I swallowed hard and turned to the window, the city lights streaking past. Another swallow. My forehead rested against the cool glass. Tears wouldn’t stop. The ride to the hotel felt endless, every second filled with the truth: I had fallen in love with a man who might never love—or respect—me in return.
Hours later, I was slumped in a shadowed corner of the hotel bar, half-collapsed on the couch. Ference stayed with me while the other two bodyguards returned to Damian. I told him more than once he could leave, but he refused—silent and steady by the door. Likely Miller’s orders.

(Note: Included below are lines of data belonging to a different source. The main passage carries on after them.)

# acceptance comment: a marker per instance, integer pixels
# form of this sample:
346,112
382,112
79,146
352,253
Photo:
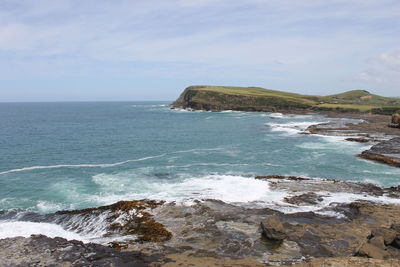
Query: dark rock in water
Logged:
387,152
371,251
212,230
395,121
378,241
388,235
124,218
304,199
39,250
359,140
293,178
119,245
272,229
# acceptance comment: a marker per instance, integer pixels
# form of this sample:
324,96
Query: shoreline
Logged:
154,233
358,223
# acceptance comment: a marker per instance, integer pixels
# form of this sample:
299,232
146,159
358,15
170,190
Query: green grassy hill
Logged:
218,98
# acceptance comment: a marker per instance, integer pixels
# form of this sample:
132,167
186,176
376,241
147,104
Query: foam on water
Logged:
26,229
291,128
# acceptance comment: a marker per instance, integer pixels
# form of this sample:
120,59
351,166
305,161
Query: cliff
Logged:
218,98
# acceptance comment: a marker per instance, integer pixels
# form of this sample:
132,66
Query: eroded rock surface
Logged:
39,250
215,230
384,152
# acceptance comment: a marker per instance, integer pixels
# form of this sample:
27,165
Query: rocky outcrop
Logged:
126,218
395,121
272,229
387,152
39,250
212,231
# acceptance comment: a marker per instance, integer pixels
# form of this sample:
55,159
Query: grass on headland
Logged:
356,100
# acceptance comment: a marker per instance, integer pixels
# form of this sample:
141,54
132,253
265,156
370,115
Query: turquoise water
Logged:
74,155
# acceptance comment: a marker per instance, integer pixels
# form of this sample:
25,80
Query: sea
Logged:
65,156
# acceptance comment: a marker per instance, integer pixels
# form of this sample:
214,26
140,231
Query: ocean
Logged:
57,156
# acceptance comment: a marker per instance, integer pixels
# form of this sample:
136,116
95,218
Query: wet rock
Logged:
291,178
119,245
388,235
387,152
348,262
359,140
371,251
124,218
39,250
309,198
378,241
272,228
395,121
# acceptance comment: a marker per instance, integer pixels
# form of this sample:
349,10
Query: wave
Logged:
291,127
105,165
26,229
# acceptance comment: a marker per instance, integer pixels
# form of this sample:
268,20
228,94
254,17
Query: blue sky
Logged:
98,50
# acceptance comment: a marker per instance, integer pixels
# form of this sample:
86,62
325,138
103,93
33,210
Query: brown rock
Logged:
396,119
348,262
371,251
273,229
388,235
378,241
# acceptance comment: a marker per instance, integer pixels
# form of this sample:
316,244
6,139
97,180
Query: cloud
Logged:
383,70
320,42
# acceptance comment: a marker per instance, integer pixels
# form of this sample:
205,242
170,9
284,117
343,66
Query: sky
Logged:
103,50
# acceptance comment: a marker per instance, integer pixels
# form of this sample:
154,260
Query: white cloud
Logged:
319,42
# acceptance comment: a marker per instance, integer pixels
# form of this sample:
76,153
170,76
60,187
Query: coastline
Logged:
342,230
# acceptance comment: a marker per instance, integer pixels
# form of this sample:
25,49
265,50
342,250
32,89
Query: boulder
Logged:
372,251
396,118
272,228
389,235
395,121
378,241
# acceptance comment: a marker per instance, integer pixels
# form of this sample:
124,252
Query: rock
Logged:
348,262
387,152
274,176
118,245
388,235
124,218
39,250
396,242
378,241
273,229
309,198
359,140
371,251
395,121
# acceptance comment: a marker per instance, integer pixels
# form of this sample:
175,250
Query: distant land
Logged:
219,98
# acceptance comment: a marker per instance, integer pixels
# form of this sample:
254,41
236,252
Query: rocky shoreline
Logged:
318,222
357,228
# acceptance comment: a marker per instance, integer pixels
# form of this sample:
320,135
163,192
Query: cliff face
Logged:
217,98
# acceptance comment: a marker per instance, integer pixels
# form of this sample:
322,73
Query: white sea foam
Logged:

So he stood there for hours, watching while I drank myself toward oblivion.
Empty glasses scattered across the table—evidence of a long, lonely night of self-destruction. My head sagged heavy, the room spinning. Muted music and the hum of other guests drifted past, distant and shapeless.
A voice cut through the haze. Familiar. Commanding.
“Where is she?”
Damian’s tone sliced through the room. He found me fast—anger in his eyes, and something I didn’t want to name.
“Damn it, Daisy, how much have you had?” He sniffed a glass, then slammed it down. “Have you lost your mind?”
“Why do you even care?” My words slurred. “Go away. You’re nothing but a shadow.”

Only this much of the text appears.